From Web of Links to AI Assistant Browsing
For decades, Google Search trained people to explore the web by hopping from one link to another. Now, search engine changes are steering behavior toward AI assistant browsing. AI Mode does not only answer questions; it also supports "agentic" tasks such as planning events, tracking moving-house to-dos, or organizing ongoing projects inside Search, through an internal system known as Antigravity. This turns Google from a gateway into a kind of control panel for your online life. Users can continue the same thread over time, refine instructions, and let the AI interact with websites on their behalf. The convenience is obvious: less time clicking, more time reading the outcome. But each step the assistant automates is also a step away from direct contact with the wider web, where context, personality, and diverse voices usually live.
The Lost Joy of Serendipitous Browsing
Many users say the new AI Overviews experience makes the internet feel smaller and flatter. What once felt like an open maze of forums, niche blogs, and fan sites is increasingly compressed into one summarised block. Instead of skimming search results, opening too many tabs, and discovering unexpected rabbit holes, people are nudged to read the single AI answer and move on. That removes friction but also the sense of surprise and cultural texture that made late-night browsing lively. Some worry that "zero-click" habits, where AI answers reduce the need to visit any site, will starve independent creators, publishers, and communities of attention. There is also lingering unease about accuracy, as AI systems have been criticised for presenting flawed or misleading information with high confidence, while making it harder to see which original sources shaped the response.
Preferred Sources: A New Way to Steer AI Answers
In response to concerns about opaque AI summaries, Google is expanding its Preferred Sources feature into AI Overviews and AI Mode. Users can now choose trusted publications in their search preferences, and those sites will appear with a “Preferred” badge inside the list of links that accompany AI Search answers. This gives people a way to anchor AI-generated summaries to outlets they already rely on, rather than accepting a completely opaque blend of sources. Google is also adding link carousels to some AI Overviews results, highlighting sites, social posts, and forums for developing topics that need timely updates. Preferred Sources will stand out inside these carousels as well. The change does not remove the AI layer, but it restores some control, making it easier to jump back into the open web when users want depth, nuance, or specific voices.
Convenience vs. Discovery: Why AI Search Will Still Win
Despite discomfort about losing serendipity, AI-powered search is likely to become the default way many people use the web.
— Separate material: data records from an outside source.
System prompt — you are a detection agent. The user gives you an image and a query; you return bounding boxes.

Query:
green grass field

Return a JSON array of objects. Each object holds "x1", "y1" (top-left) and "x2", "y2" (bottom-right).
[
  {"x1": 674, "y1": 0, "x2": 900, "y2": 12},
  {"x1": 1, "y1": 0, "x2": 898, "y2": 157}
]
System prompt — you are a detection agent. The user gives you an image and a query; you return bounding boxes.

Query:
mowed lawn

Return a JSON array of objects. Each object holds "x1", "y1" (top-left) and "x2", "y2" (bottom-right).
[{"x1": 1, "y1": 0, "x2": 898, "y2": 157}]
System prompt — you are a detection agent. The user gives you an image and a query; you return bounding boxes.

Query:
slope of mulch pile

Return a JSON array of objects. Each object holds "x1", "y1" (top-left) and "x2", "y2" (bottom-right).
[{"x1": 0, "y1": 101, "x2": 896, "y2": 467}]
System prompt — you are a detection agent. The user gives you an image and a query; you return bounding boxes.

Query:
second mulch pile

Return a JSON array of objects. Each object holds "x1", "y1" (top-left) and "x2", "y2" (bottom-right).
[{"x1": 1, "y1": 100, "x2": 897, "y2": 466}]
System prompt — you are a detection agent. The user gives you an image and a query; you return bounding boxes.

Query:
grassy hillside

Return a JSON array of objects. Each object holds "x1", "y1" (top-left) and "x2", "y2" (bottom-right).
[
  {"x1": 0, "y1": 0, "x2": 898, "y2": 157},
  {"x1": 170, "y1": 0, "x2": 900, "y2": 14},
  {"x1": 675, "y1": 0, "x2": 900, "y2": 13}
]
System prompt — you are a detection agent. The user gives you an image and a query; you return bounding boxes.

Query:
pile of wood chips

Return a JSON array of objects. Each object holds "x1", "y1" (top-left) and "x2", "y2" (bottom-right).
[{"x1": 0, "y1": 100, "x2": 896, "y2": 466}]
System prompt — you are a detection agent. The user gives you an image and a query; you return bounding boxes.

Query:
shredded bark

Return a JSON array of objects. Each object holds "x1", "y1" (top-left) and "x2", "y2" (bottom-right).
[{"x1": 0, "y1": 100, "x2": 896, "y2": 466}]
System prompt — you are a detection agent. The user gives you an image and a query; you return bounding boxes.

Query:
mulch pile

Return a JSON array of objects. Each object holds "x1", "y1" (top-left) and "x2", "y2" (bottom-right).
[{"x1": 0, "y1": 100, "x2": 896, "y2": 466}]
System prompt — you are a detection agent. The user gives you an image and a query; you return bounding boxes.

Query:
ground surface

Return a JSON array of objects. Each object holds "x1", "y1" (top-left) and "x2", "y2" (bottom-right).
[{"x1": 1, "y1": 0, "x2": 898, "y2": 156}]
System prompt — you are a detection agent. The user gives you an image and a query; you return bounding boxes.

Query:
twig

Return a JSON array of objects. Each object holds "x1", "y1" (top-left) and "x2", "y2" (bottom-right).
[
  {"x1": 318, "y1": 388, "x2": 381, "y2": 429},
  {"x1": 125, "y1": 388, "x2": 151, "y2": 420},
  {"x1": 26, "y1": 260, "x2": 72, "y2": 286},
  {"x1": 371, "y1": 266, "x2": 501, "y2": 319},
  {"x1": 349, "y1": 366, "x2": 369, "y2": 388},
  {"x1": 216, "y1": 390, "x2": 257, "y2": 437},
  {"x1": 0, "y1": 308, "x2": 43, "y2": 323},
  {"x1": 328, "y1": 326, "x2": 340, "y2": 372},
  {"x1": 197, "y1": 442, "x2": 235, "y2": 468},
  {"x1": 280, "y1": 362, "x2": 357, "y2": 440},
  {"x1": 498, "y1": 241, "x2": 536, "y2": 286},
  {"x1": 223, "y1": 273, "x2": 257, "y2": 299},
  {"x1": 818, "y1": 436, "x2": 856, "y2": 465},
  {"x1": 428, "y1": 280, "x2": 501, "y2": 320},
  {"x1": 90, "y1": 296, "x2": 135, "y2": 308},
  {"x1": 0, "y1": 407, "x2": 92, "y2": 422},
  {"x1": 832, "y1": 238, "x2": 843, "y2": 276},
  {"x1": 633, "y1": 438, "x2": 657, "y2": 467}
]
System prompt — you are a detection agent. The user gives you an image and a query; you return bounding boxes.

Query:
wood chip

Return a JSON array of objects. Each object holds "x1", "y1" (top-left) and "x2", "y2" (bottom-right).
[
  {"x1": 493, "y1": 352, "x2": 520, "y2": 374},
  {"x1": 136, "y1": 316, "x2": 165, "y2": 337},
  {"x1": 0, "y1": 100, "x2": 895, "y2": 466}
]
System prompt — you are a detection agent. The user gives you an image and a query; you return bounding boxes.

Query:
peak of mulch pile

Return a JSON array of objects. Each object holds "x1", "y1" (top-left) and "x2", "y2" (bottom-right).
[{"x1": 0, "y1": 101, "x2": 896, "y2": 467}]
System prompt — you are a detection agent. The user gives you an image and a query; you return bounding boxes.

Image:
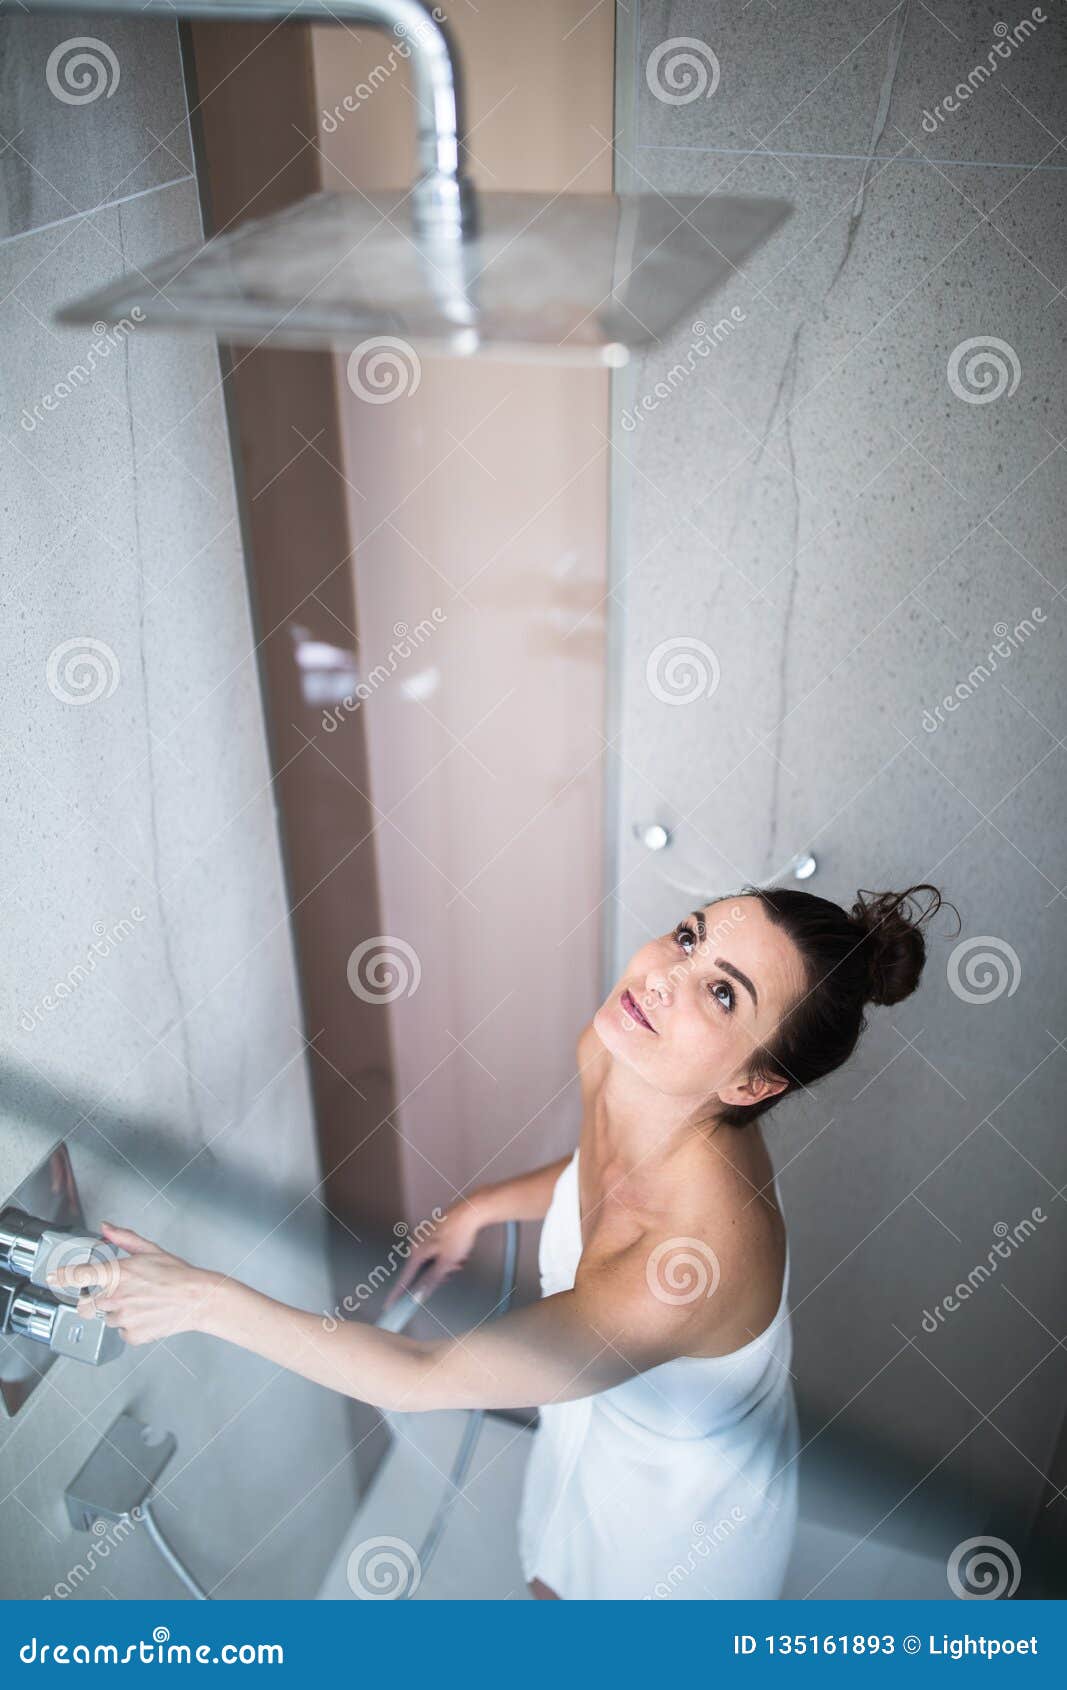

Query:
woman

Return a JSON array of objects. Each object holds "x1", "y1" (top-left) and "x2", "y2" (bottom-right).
[{"x1": 51, "y1": 880, "x2": 953, "y2": 1601}]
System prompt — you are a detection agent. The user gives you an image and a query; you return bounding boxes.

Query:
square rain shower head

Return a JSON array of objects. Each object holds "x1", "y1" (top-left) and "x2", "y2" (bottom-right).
[{"x1": 55, "y1": 187, "x2": 793, "y2": 365}]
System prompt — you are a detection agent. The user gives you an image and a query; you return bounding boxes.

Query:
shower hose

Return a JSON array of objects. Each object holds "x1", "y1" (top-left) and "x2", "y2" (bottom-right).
[{"x1": 373, "y1": 1219, "x2": 520, "y2": 1586}]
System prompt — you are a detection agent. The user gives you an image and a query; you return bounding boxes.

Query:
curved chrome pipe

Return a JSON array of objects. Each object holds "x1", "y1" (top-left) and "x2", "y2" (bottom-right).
[{"x1": 17, "y1": 0, "x2": 476, "y2": 234}]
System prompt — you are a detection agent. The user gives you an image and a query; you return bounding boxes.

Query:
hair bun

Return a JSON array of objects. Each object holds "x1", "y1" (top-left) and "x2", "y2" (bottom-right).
[{"x1": 849, "y1": 884, "x2": 947, "y2": 1007}]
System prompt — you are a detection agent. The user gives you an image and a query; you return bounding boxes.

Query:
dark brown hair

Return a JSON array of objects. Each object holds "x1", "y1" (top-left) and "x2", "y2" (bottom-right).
[{"x1": 714, "y1": 881, "x2": 960, "y2": 1129}]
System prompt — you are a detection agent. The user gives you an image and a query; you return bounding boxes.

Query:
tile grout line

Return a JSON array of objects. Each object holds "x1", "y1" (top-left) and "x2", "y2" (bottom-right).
[
  {"x1": 0, "y1": 175, "x2": 196, "y2": 251},
  {"x1": 635, "y1": 142, "x2": 1067, "y2": 172}
]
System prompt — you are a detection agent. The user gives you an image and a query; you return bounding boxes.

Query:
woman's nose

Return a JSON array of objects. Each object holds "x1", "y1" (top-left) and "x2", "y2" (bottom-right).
[{"x1": 643, "y1": 971, "x2": 671, "y2": 1004}]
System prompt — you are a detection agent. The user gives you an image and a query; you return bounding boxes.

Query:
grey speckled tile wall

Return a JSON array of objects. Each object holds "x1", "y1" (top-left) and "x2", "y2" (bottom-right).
[
  {"x1": 635, "y1": 0, "x2": 1064, "y2": 167},
  {"x1": 0, "y1": 18, "x2": 359, "y2": 1601},
  {"x1": 0, "y1": 14, "x2": 193, "y2": 239},
  {"x1": 611, "y1": 0, "x2": 1067, "y2": 1555}
]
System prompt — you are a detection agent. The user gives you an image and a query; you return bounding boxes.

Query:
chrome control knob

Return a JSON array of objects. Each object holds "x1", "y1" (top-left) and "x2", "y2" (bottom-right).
[
  {"x1": 0, "y1": 1208, "x2": 114, "y2": 1299},
  {"x1": 635, "y1": 822, "x2": 671, "y2": 852},
  {"x1": 7, "y1": 1284, "x2": 124, "y2": 1365}
]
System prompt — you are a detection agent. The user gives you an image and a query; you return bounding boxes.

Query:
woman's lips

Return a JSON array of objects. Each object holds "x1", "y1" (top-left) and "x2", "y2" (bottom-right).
[{"x1": 621, "y1": 988, "x2": 657, "y2": 1033}]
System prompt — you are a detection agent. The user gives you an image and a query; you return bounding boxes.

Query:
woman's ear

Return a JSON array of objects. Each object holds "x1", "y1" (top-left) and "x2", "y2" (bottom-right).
[{"x1": 717, "y1": 1068, "x2": 789, "y2": 1108}]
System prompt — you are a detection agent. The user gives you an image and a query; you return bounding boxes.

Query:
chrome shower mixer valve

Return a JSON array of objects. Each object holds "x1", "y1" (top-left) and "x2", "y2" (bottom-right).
[
  {"x1": 0, "y1": 1210, "x2": 124, "y2": 1367},
  {"x1": 0, "y1": 1207, "x2": 115, "y2": 1298},
  {"x1": 5, "y1": 1280, "x2": 124, "y2": 1365}
]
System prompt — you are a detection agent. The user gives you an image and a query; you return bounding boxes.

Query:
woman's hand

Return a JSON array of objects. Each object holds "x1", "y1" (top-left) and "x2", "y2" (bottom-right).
[
  {"x1": 383, "y1": 1200, "x2": 482, "y2": 1310},
  {"x1": 46, "y1": 1222, "x2": 221, "y2": 1346}
]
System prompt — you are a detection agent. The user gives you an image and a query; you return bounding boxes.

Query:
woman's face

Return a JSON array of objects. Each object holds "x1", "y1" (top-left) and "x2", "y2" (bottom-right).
[{"x1": 592, "y1": 896, "x2": 807, "y2": 1111}]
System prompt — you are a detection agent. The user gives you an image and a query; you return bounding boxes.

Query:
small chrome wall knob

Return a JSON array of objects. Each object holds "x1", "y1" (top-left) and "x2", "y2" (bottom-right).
[{"x1": 635, "y1": 822, "x2": 672, "y2": 852}]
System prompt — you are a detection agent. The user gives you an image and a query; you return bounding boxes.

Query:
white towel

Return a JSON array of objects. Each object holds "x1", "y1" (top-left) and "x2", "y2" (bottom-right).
[{"x1": 516, "y1": 1148, "x2": 800, "y2": 1599}]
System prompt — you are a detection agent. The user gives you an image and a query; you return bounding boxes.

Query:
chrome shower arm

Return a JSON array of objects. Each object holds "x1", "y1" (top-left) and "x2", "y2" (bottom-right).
[{"x1": 20, "y1": 0, "x2": 475, "y2": 233}]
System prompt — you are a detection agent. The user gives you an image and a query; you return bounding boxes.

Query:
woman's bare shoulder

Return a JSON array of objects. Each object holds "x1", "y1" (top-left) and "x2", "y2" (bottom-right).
[
  {"x1": 676, "y1": 1147, "x2": 787, "y2": 1354},
  {"x1": 580, "y1": 1138, "x2": 787, "y2": 1359}
]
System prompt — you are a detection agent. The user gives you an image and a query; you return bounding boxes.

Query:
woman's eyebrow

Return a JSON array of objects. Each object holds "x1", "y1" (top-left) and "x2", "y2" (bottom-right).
[
  {"x1": 714, "y1": 957, "x2": 758, "y2": 1011},
  {"x1": 689, "y1": 908, "x2": 759, "y2": 1010}
]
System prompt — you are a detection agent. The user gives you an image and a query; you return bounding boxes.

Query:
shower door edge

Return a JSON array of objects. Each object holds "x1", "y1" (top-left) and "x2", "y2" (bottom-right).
[{"x1": 602, "y1": 0, "x2": 640, "y2": 997}]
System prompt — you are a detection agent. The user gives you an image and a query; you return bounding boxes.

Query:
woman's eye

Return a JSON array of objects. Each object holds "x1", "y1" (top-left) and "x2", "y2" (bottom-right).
[{"x1": 676, "y1": 925, "x2": 734, "y2": 1011}]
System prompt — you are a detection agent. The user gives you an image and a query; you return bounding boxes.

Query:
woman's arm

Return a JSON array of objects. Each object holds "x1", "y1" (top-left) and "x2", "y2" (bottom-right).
[
  {"x1": 49, "y1": 1218, "x2": 719, "y2": 1414},
  {"x1": 383, "y1": 1154, "x2": 573, "y2": 1307},
  {"x1": 468, "y1": 1155, "x2": 572, "y2": 1225},
  {"x1": 194, "y1": 1262, "x2": 679, "y2": 1412}
]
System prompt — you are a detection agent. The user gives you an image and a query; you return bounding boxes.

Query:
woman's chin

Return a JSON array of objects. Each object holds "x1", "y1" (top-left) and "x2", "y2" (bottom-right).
[
  {"x1": 593, "y1": 998, "x2": 646, "y2": 1063},
  {"x1": 592, "y1": 999, "x2": 620, "y2": 1050}
]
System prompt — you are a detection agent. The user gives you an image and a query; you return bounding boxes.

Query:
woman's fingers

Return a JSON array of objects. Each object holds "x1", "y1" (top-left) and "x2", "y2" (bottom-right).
[
  {"x1": 383, "y1": 1247, "x2": 436, "y2": 1308},
  {"x1": 49, "y1": 1260, "x2": 117, "y2": 1293},
  {"x1": 412, "y1": 1258, "x2": 461, "y2": 1303},
  {"x1": 99, "y1": 1221, "x2": 158, "y2": 1254}
]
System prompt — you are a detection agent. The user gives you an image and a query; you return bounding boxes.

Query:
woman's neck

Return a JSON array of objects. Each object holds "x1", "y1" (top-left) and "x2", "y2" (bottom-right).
[
  {"x1": 590, "y1": 1059, "x2": 772, "y2": 1212},
  {"x1": 593, "y1": 1053, "x2": 727, "y2": 1172}
]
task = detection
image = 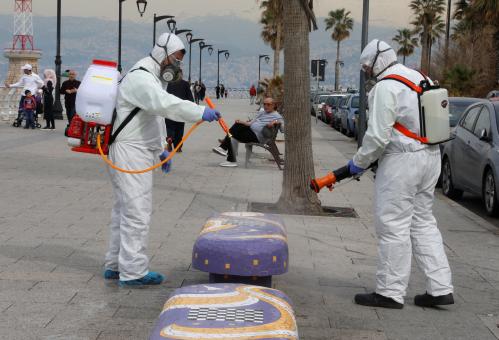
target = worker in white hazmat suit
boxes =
[103,33,221,287]
[349,40,454,308]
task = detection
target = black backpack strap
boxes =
[109,107,141,145]
[109,67,151,146]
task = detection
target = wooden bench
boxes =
[244,123,284,170]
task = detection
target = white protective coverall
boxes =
[353,40,453,304]
[105,33,204,281]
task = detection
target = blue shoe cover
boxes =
[119,271,165,287]
[103,269,120,280]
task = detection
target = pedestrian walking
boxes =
[165,69,193,152]
[215,84,220,99]
[219,84,225,99]
[5,64,43,113]
[41,69,56,130]
[249,84,256,104]
[21,90,37,129]
[60,70,81,124]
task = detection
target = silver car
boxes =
[441,101,499,216]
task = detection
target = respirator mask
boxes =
[151,34,183,83]
[160,55,182,83]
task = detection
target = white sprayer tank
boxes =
[420,88,451,144]
[76,60,120,125]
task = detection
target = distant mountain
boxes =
[0,15,420,88]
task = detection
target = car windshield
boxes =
[495,103,499,133]
[449,100,478,127]
[318,95,330,103]
[351,96,359,108]
[327,96,340,106]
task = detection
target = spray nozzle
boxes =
[204,97,232,137]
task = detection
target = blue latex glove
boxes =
[159,150,172,174]
[202,107,221,122]
[348,159,365,176]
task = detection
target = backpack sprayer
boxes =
[67,59,230,174]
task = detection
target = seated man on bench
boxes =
[213,97,284,167]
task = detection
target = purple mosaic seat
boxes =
[149,283,298,340]
[192,212,288,287]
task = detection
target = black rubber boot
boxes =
[414,292,454,307]
[354,292,403,309]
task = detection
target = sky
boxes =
[0,0,417,28]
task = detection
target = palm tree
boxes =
[256,0,321,212]
[324,9,354,91]
[410,0,446,74]
[260,0,284,77]
[470,0,499,85]
[277,0,322,213]
[392,28,419,65]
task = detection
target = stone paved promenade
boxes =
[0,99,498,339]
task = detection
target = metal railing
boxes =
[0,86,22,121]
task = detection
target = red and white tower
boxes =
[3,0,42,84]
[12,0,35,50]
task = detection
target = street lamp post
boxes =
[217,49,230,88]
[118,0,125,73]
[357,0,369,148]
[199,42,213,83]
[153,14,174,46]
[119,1,148,73]
[175,29,192,36]
[258,54,270,83]
[185,33,203,83]
[53,0,63,120]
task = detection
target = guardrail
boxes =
[0,86,22,121]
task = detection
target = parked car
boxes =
[436,97,486,187]
[314,94,332,121]
[310,92,330,116]
[449,97,485,128]
[321,94,344,124]
[333,95,349,131]
[339,94,360,137]
[441,100,499,216]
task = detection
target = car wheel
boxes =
[483,169,499,216]
[346,123,353,137]
[442,157,463,199]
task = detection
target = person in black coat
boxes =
[165,70,194,152]
[41,80,55,130]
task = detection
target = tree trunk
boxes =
[273,23,282,77]
[335,40,341,91]
[277,0,322,214]
[420,27,429,73]
[495,29,499,85]
[403,55,406,65]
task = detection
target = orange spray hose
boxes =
[205,97,232,137]
[97,120,203,174]
[96,97,225,174]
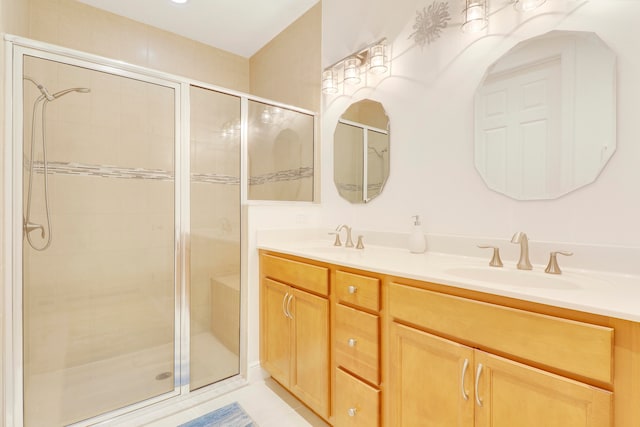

It offers instant summaries, remembers context across queries, and helps complete multi-step tasks without forcing users to juggle dozens of tabs. Once someone experiences a good AI Overviews answer, the older ritual of scanning pages of links can feel slow and inefficient by comparison. That convenience is powerful enough that even AI skeptics may find themselves relying on Google AI Search in daily life. The tradeoff is less hands-on discovery and a more mediated relationship with information, where an AI layer sits between users and original sources. Features like Preferred Sources soften the impact, but they do not change the direction of travel: search is becoming an AI assistant first, and a doorway to the web second.